L’avion s’est posé, s’est rangé, et j’ai été le troisième à en descendre, ajustant mon .38 à ma ceinture tandis que je dévalais l’échelle et posais le pied sur le tarmac brûlant. J’avais un sac de voyage contenant des sous-vêtements de rechange, une chemise propre et mon second costume sombre, mais je ne savais pas si j’aurais le temps de trouver un hôtel, louer une chambre, me doucher, me raser et me changer avant d’aller retrouver Mr. Hoover. Cela n’était pas sans m’inquiéter. Mr. Hoover ne supportait pas les agents spéciaux qui ne se présentaient pas devant lui sur leur trente et un, même si ces agents venaient de passer trente-six heures à sauter d’un avion à l’autre sur toute l’étendue du Mexique et des États-Unis.

En traversant le terminal tout neuf qui sentait encore le plâtre mouillé et la peinture fraîche, je me suis arrêté pour jeter un coup d’œil au kiosque à journaux. L’une des manchettes du Washington Post proclamait : IL N’Y AURAIT PAS ASSEZ DE PLACE DANS LE STADIUM POUR ACCUEILLIR TOUS LES HABITANTS DE WASHINGTON VICTIMES DE MALADIES VÉNÉRIENNES. J’ai tenté de me rappeler la capacité du vieux Griffith Stadium. Au moins trente mille personnes. En parcourant du regard la foule d’uniformes flambant neufs qui m’entourait – armée de terre, marine, MP, SP, corps des marines, garde-côtes, la plupart occupés à faire leurs adieux à une fille –, j’ai été surpris que le problème des maladies vénériennes ne se soit pas aggravé depuis la déclaration de guerre.

Je me suis ensuite dirigé vers les cabines téléphoniques situées près de la sortie. Ma seule chance de pouvoir me doucher et me changer serait de contacter Tom Dillon, un ami qui m’avait accompagné lors de ma formation à Quantico et au Camp X, avant que nous ne soyons transférés, lui à Washington et moi au SIS. Tom était toujours célibataire – ou du moins il l’était la dernière fois que je l’avais vu, dix mois plus tôt – et son appartement n’était pas loin du ministère de la Justice. J’ai inséré une pièce de cinq cents dans la fente et demandé à l’opératrice de me passer son domicile, espérant que c’était son jour de repos et sachant que, dans le cas contraire, comme il s’agissait d’un agent de terrain, il n’était sans doute pas à son bureau. Au bout de plusieurs sonneries, on n’avait toujours pas décroché. Découragé, je cherchais une autre pièce lorsqu’une main velue a jailli par-dessus mon épaule, s’est emparée de l’écouteur et l’a raccroché.

J’ai pivoté sur moi-même, prêt à étendre le soldat ou le marin qui avait commis l’erreur de me chercher des crosses, pour découvrir le visage souriant de Tom Dillon à quelques centimètres du mien.

« Je t’ai entendu demander mon numéro, Joe, a-t-il dit. Je ne suis pas chez moi.

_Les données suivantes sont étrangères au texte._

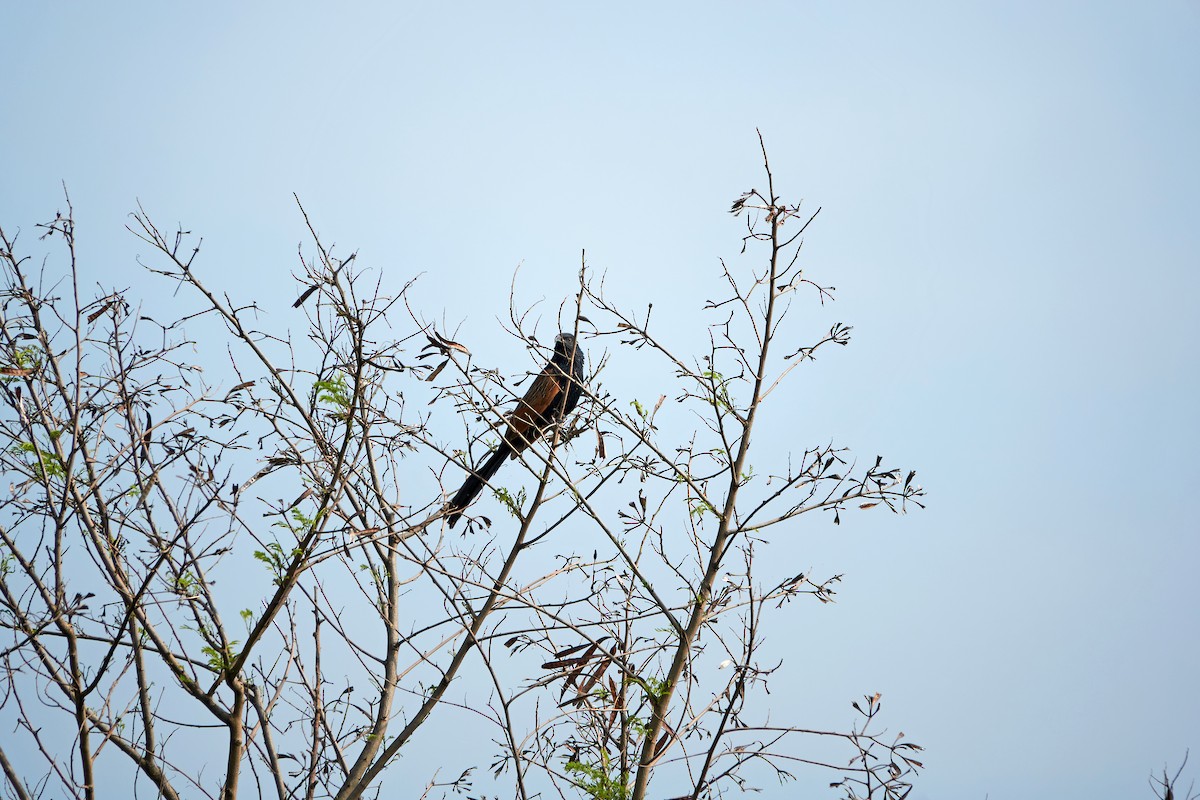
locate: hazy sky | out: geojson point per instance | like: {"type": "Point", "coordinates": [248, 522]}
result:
{"type": "Point", "coordinates": [1011, 199]}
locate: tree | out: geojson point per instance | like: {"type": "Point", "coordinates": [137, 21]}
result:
{"type": "Point", "coordinates": [141, 642]}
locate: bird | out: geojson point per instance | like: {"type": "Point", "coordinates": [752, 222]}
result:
{"type": "Point", "coordinates": [552, 396]}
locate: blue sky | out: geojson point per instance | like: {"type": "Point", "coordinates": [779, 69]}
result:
{"type": "Point", "coordinates": [1011, 196]}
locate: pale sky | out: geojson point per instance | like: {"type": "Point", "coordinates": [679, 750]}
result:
{"type": "Point", "coordinates": [1011, 200]}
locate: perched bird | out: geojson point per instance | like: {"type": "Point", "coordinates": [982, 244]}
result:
{"type": "Point", "coordinates": [552, 396]}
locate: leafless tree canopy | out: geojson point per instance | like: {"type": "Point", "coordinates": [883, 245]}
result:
{"type": "Point", "coordinates": [226, 569]}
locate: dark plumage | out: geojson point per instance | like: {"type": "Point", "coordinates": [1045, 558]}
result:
{"type": "Point", "coordinates": [552, 396]}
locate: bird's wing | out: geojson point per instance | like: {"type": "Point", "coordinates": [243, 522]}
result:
{"type": "Point", "coordinates": [529, 417]}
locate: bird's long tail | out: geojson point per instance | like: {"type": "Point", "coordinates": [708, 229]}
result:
{"type": "Point", "coordinates": [475, 481]}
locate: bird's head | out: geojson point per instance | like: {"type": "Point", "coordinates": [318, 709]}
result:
{"type": "Point", "coordinates": [564, 343]}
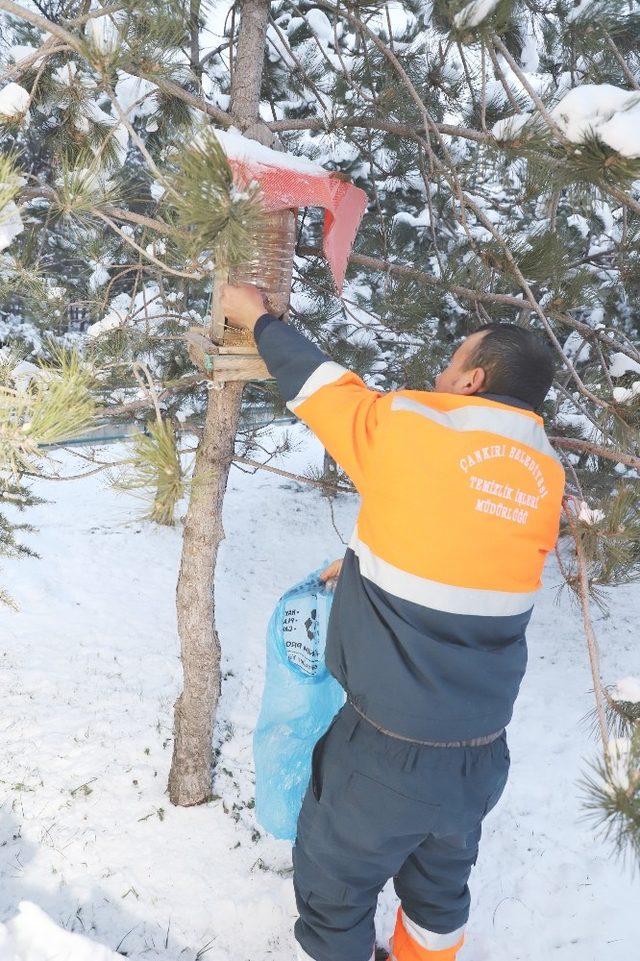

— Tu n’y es jamais », lui ai-je retourné en souriant. On s’est serré la main. « Qu’est-ce que tu fais ici, Tom ? » Je ne croyais pas aux coïncidences.

« C’est Mr. Ladd qui m’envoie. Il m’a dit que tu avais rendez-vous au ministère à onze heures et demie et que je devais t’y conduire. Ça te donne le temps de faire un peu de toilette chez moi si tu en as besoin.

— Formidable. » Mr. Ladd n’était autre que D. M. Ladd – « Mickey » pour ses amis du Bureau –, un des assistants du directeur, à présent à la tête de la Domestic Intelligence Division, le service où travaillait Tom. Celui-ci n’avait pas précisé que j’avais rendez-vous avec le directeur et sans doute cette information ne lui avait-elle pas été communiquée. Ce n’était pas à moi d’éclairer sa lanterne.

« Ton vol était en avance, dit Tom, comme pour s’excuser de ne pas m’avoir retrouvé à ma descente d’avion.

— Plus besoin d’attendre qu’il n’y ait pas de voiture sur la piste. Allons-y. »

Tom s’empara de mon sac de voyage et se fraya un chemin dans la foule pour rejoindre son coupé Ford, garé tout près des portes principales. Comme il avait abaissé la capote, il n’eut qu’à jeter mon bagage sur la banquette arrière, puis il fit le tour de sa voiture au petit trot, faisant montre de la même énergie juvénile que je lui avais connue à Quantico. Je me suis calé sur le siège capitonné tandis qu’on roulait vers le centre-ville. L’air était chaud et humide, mais beaucoup moins qu’au Mexique et en Colombie, où j’avais passé le plus clair des dernières années. La saison était trop avancée pour qu’on puisse savourer la floraison des célèbres cerisiers japonais de Washington, mais des traces de leur parfum flottaient encore sur les grandes avenues, mêlées à la riche senteur des magnolias qui donnaient à la ville son allure sudiste si familière.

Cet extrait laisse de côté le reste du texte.